We often look after patients with tracheostomies in cardiac ICU and usually the care of these patients is entirely uneventful.
Recently however we had an untoward event, which as a group we should reflect on.
The particular patient involved in this case was obese (this is sadly a theme in tracheostomy disasters) and had an adjustable flange tracheostomy in situ. A loss of airway occurred and respiratory arrest ensued. Luckily the patient survived.
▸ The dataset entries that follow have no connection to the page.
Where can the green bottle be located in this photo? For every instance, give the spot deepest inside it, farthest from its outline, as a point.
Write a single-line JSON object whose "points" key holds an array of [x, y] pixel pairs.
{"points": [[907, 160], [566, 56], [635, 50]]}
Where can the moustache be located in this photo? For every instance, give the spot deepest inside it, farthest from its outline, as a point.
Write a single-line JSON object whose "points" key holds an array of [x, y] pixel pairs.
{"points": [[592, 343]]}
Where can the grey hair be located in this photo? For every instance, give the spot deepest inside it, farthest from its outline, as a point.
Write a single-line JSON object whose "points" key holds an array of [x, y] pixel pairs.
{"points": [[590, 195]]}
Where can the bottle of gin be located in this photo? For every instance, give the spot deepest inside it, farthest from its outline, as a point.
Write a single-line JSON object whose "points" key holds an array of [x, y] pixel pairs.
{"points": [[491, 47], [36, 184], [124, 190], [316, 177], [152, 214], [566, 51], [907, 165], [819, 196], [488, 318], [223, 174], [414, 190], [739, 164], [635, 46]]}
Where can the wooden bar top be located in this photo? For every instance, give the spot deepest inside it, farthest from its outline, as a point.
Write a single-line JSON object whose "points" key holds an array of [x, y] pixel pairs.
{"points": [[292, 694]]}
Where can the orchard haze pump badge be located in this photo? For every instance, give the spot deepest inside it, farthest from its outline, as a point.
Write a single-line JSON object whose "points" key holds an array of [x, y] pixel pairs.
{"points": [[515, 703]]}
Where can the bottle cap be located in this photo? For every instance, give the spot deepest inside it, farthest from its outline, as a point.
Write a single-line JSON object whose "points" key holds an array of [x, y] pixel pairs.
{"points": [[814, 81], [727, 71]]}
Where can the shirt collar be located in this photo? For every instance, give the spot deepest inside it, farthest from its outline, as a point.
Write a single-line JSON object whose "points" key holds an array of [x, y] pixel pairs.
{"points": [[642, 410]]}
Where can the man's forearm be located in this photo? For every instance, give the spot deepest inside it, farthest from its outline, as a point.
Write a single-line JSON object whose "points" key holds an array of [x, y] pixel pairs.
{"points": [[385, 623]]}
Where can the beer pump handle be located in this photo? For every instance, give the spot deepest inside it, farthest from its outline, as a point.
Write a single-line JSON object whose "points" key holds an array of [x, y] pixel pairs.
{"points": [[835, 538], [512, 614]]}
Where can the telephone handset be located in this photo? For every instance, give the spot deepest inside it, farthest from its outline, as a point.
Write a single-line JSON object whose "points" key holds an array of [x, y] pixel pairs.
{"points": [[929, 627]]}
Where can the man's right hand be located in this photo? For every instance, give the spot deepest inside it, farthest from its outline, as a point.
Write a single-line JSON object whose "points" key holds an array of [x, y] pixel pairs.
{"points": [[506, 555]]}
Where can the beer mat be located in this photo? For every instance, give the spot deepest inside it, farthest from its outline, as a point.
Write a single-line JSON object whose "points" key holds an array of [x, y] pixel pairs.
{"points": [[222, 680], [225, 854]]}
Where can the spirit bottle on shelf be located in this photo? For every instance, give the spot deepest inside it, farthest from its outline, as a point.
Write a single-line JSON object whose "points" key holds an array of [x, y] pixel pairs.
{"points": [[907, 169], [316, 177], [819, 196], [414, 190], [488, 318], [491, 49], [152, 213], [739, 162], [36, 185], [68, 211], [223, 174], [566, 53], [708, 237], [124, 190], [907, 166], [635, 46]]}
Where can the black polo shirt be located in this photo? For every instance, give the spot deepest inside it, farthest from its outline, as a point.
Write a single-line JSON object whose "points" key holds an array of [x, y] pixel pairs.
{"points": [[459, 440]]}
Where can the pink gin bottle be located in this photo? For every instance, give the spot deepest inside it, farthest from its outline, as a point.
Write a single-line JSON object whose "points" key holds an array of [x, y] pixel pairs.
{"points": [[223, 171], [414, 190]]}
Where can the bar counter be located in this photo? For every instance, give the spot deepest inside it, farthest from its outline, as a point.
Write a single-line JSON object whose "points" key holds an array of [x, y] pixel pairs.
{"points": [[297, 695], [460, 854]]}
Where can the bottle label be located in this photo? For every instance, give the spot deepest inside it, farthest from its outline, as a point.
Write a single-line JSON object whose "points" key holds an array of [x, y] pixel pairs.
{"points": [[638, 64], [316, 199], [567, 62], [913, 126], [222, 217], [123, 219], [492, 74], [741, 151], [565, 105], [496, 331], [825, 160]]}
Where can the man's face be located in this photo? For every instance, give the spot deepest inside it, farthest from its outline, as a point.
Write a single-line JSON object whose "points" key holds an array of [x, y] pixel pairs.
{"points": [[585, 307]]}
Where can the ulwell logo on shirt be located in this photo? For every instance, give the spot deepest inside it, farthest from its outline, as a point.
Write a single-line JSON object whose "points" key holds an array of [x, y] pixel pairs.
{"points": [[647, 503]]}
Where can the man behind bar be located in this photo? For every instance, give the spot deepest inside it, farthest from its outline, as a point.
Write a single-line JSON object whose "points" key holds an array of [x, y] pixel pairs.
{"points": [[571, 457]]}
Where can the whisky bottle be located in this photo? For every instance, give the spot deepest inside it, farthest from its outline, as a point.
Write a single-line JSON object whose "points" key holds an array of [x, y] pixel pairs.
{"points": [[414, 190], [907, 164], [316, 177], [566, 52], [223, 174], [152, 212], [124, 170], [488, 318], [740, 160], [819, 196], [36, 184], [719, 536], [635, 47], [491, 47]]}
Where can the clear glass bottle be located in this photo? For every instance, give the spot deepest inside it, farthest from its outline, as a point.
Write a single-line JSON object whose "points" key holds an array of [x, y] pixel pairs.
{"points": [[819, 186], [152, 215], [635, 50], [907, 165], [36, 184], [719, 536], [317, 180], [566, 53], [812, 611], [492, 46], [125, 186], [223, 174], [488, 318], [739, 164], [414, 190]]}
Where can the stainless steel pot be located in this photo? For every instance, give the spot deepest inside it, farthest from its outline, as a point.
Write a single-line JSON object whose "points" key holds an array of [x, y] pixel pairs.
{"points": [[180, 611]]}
Firstly I’d like to address the emergency response management of the
displaced tracheostomy and ask that all fellows, registrars and specialty doctors working on CICU familiarise themselves with this process. An algorithm can be found here courtesy of National Tracheostomy Safety Project.
A synopsis is as follows:
– Managing this situation is stressful (I know first hand) and you will
need help to do it quickly and avoid harm
– First apply 100% O2 to the face and the tracheostomy and call for help. Do not delay this
– At UHS we use Tracoe percutaneous tracheostomy kits and these have inner tubes. They are probably the most prevalent on CICU. Portex tubes and Adjustable Flange tubes exist and not all contain inner tubes
– Inner tubes are a safety feature allowing removal of the inner part of
the tracheostomy tube which has become encrusted and blocked by secretions then safely replacing it with a patent new one
– Adjustable flange tubes are the best suited to the obese patient because they can be lengthened, allowing for the increased prettacheal soft tissue & leaving a longer segment within the trachea
– Managing the obstructed tracheostomy in CICU can best be explained by viewing the accompanied flowchart. It is a process starting with examining the inner tube (if present); is it blocked? This is evaluated by passing a suction catheter or using a fibreoptic scope if one is readily available. Do not delay things to acquire a FOB if the patient is hypoxic
– Next if still occluded, is to exclude cuff herniation as a cause of
obstruction. This is done by deflating the tracheostomy cuff. If the
patient continues to deteriorate and there is no airway the tracheostomy should be removed
– An attempt MUST be made at intubating. This can be the vocal cords or the stoma. A very large proportion of CICU tracheostomies will be easy Cormach & Lehane views at laryngoscopy. Fresh or recently sited tracheotomies close easily and are likely to be difficult to intubate.
The chance of being unfortunate enough to be in this situation is very low but if you can recall this you will have done your best for the patient. Across the trust we have blue tracheostomy boxes.
Can I also ask all trainees and fellows to look at the e-learning associated with the National Tracheostomy Safety Project. If anyone is particularly motivated or interested in further reading there is an excellent free access web site on the St George’s intranet which has a great section on tracheostomy troubleshooting. This can be found here.
Many thanks for reading and have a good week. Any feedback or discussion on this important matter will be warmly received.